I thought marrying Claire would prove that people can change. Instead, our wedding day dragged an old secret into the light and made me realize I was the only person in the room who didn’t know the full story. I had braces all through sophomore and junior year.
Not the cute, discreet kind. Full metal. I was awkward, skinny, always talking too fast when I got nervous.
Claire noticed all of it. “Do that smile again,” she’d say in class, loud enough for half the room to hear. “Pretty sure the lights bounced off your face.”
People laughed.
At lunch, in the hallway, before school. She knew exactly how to get a crowd going. And once people started laughing, she would lean back like she’d done everyone a favor.
I got good at pretending it didn’t matter. It mattered. I learned to look down.
I learned to joke before anyone else could. I learned that if I laughed too, maybe it would hurt less. My mom hated her.
She never met Claire properly in high school, but she knew enough. She’d see me come home quiet. She’d ask what happened.
I’d say, “Nothing.” She stopped believing that answer pretty fast. Then life moved on like it does. Then one night, at a mutual friend’s engagement party, Claire walked in.

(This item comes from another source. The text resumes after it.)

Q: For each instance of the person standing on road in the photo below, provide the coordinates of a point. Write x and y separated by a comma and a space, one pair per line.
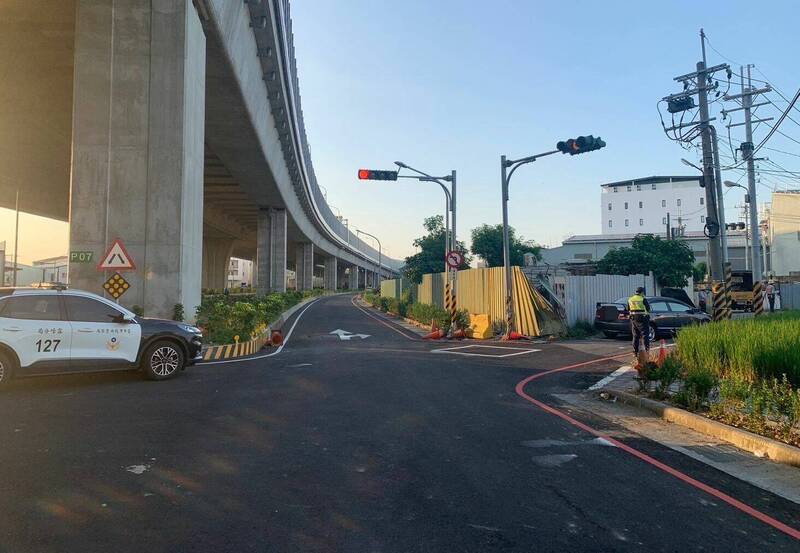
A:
639, 311
771, 295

I almost didn’t recognize her. She looked the same, obviously, just older. Softer around the edges.
Less sharp in the face. Less sharp everywhere, honestly. She saw me, froze, and I swear the color drained out of her face.
Later that night, she came over while I was standing by the drinks table pretending to text. “Hey,” she said. I looked at her.
“Hey.”
There was this awful pause. Then she said, “I owe you a real apology.”
I laughed once. Not because it was funny.
Because I didn’t know what else to do. She nodded like she deserved that. “No, really.
I was cruel to you.”
“I know.”
I should’ve walked away. I know that. But she didn’t sound smug.
She sounded ashamed. She said, “I was nasty for sport. You didn’t deserve any of it.
I’ve carried that a long time.”
I asked, “Why now?”
“Because you’re standing right in front of me.”
We kept running into each other. Then we started talking on purpose. Coffee turned into dinner.
Dinner turned into long walks. She told me she’d been cruel to a lot of people in high school because she liked the power of making the room turn her way. She said growing up had forced her to sit with who she’d been.